Para pensar
" Um povo imbecilizado e resignado, humilde e macambúzio, fatalista e sonâmbulo, burro de carga, besta de nora, aguentando pauladas, sacos de vergonhas, feixes de misérias, sem uma rebelião, um mostrar de dentes, a energia de um coice, pois que nem já com as orelhas é capaz de sacudir as moscas; um povo em catalepsia ambulante, não se lembrando nem donde vem, nem onde está, nem para onde vai, um povo, enfim, que eu adoro, porque sofre e é bom, e guarda ainda na noite da sua inconsciência como que um lampejo misterioso da alma nacional - reflexo de astro em silêncio escuro de lagoa morta (...)
Uma burguesia, cívica e politicamente corrupta até à medula, não discriminando já o bem do mal, sem palavras, sem vergonha, sem carácter, havendo homens que, honrados (?!) na vida íntima, descambam na vida pública em pantomimeiros e sevandijas, capazes de toda a veniaga e de toda a infâmia, da mentira à falsificação, da violência ao roubo, donde provém que na política portuguesa sucedam, entre a indiferença geral, escândalos monstruosos, absolutamente inverosímeis no Limoeiro (...)

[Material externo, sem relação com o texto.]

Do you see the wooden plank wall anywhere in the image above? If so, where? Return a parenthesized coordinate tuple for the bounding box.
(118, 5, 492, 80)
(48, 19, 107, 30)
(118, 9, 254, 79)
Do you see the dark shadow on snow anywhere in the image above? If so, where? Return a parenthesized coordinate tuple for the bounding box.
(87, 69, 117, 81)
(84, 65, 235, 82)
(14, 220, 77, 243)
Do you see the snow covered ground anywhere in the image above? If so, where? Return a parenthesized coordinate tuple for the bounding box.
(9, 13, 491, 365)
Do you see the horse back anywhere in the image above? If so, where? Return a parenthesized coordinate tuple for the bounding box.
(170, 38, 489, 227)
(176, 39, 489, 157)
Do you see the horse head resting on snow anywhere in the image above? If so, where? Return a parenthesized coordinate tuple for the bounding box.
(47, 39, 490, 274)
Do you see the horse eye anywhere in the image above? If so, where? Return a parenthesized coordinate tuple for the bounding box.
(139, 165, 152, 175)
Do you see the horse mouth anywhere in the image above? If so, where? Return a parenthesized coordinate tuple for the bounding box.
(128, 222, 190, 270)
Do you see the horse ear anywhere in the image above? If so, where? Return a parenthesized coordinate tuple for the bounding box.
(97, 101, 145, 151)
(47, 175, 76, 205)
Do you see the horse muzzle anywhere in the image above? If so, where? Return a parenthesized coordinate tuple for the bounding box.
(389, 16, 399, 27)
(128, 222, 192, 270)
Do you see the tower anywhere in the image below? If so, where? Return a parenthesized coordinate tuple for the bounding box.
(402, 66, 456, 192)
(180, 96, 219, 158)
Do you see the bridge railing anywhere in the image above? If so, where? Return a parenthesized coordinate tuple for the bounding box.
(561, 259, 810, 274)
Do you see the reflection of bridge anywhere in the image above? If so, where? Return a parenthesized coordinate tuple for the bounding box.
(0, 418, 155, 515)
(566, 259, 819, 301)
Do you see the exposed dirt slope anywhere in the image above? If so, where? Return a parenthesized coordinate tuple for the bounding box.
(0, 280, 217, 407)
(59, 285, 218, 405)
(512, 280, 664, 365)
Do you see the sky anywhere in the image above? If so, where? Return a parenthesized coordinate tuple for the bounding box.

Um poder legislativo, esfregão de cozinha do executivo; este criado de quarto do moderador; e este, finalmente, tornado absoluto pela abdicação unânime do país, e exercido, ao acaso da herança pelo primeiro que sai dum ventre - como da roda duma lotaria.
A Justiça ao arbítrio da Política, torcendo-lhe a vara ao ponto de fazer dela saca-rolhas;
Dois Partidos (...), sem ideias, sem planos, sem convicções, incapazes (...) vivendo ambos do mesmo utilitarismo céptico e pervertido, análogos nas palavras, idênticos nos actos, iguais um ao outro como duas metades do mesmo zero, e não se amalgando e fundindo, apesar disso, pela razão que alguém deu no Parlamento - a de não caberem todos duma vez na mesma sala de jantar (...)"
Guerra Junqueiro, in 'Pátria', 1896
Uma querida amiga de Macau remeteu-me este excerto de Guerra Junqueiro, escrito há cento e oito anos e e eu não resisti a transcrevê-lo, pois é gritante a similitude com o que ocorre nos nossos tempos. Triste sina a nossa. Será este o nosso Fado?
Eu que nos tempos da ditadura sonhava com um Portugal livre e democrático, capaz de superar as décadas de atraso em que nos encontrávamos;
Eu que, no fervor dos idealismos, ajudei a fundar o PPD, almejando uma social-democracia que nos ajudasse a enveredar na senda do progresso, da justiça e do bem-estar social;
Vejo, angustiado, que continuamos com as mesmas atitudes e comportamentos, com os mesmos erros e desplantes, com a mesma fanfarronice balofa e a mesma incompetência atávica que, há mais de cem anos, Junqueiro ou Ramalho, Eça , Oliveira Martins ou Antero, para não falar de tantos outros, denunciavam e fomos incapazes de melhorar.
Porca miseria! , como dizem os italianos.